Furthermore, asynchronous deprecations also permit better optimism
and cache usage when retrieving blocks.  A pessimistic alternative to
the read protocol given above is to employ a cache update protocol
that always contacts the server when requesting the latest version of
a block instead of assuming the cached copy is up-to-date.  This would
ensure that a read/write transaction always operates on the latest
copy of the data.  However, doing so incurs a full network round-trip
for every block read.  With asynchronous deprecations, the transaction
will know that it was overly optimistic and should therefore abort
within half the time of a network
round-trip of retrieving the block from the local cache.  Thus, the
only disadvantage of optimistically reading cached data is that events
during the half round-trip window following the read could force the
transaction to abort where the pessimistic read protocol would
simply have blocked.  However, we assume that write conflicts are
sufficiently rare in the workload that the trade-off is worthwhile.
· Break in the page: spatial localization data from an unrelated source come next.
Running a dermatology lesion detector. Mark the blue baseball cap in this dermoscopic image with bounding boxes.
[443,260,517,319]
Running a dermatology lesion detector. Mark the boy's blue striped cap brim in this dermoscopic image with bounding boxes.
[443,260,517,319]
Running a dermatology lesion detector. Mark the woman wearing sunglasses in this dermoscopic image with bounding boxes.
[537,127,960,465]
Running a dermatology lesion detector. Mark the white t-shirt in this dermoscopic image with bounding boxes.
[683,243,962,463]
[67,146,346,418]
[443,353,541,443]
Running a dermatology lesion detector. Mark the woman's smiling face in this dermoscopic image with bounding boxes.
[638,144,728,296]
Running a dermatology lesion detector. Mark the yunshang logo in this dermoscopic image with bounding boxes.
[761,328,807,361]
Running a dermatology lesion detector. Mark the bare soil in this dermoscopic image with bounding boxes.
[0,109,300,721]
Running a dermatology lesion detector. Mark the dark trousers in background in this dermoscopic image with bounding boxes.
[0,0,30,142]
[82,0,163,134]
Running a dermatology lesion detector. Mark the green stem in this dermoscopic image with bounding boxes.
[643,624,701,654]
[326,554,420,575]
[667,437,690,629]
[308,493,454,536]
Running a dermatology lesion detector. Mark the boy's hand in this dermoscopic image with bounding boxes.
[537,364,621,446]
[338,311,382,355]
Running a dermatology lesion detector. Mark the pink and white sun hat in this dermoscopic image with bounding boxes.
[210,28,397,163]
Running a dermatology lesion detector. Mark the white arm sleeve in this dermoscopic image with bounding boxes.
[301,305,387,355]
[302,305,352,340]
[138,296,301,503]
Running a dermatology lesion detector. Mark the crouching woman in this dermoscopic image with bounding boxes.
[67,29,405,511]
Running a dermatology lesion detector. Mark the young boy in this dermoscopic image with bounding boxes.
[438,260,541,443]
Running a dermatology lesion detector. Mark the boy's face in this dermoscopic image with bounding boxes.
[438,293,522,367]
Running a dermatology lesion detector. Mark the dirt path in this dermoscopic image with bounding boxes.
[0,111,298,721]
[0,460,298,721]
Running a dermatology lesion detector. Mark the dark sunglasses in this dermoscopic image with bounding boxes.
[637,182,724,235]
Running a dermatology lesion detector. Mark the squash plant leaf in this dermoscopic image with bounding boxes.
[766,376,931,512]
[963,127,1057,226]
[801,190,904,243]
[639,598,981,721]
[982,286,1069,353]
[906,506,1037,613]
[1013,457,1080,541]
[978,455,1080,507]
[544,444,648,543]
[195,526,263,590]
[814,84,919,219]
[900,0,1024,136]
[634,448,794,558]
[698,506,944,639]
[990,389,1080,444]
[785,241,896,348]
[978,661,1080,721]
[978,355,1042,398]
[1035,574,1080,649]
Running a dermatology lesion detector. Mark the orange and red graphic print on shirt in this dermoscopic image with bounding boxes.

\subsubsection{Read-Only Transactions}
\label{sec:algorithm:protocol:ro}

% Key points
% * Read-only transactions choose a timestamp and then operate at that
%   timestamp
% * The timestamp is chosen based on locally available information in
%   order to ensure local causality and conflict freeness
% * Network communication is sometimes, though not always, necessary
%   to ensure freshness.

Read-only transactions operate in a model similar to snapshot
isolation~\cite{berenson95:_critiq_of_ansi_sql_isolat_level}.  A
read-only transaction is assigned a timestamp as soon as it starts and
always reads versions from that timestamp.  Choosing a particular
timestamp to operate at ensures the global serializability of
read-only transactions with respect to read/write transactions.  Since
read-only transactions do not have observable effects, they are always
serializable with respect to each other.

Choosing an appropriate timestamp is critical both to ensuring the
properties laid out in Section~\ref{sec:algorithm:properties} and for
the efficiency of read-only transactions.  The more flexibility
afforded in the assignment of a timestamp, the better locally cached
data can be taken advantage of.

In order to guarantee local causality, the timestamp must be greater
than the largest timestamp assigned to any committed local read/write
transaction.  Because the read/write protocol assigns timestamps in
increasing order, it is sufficient to simply use a timestamp greater
than that of the last locally committed read/write transaction.  Note
that, because read-only transactions do not have effects, multiple
read-only transactions can be assigned the same timestamp.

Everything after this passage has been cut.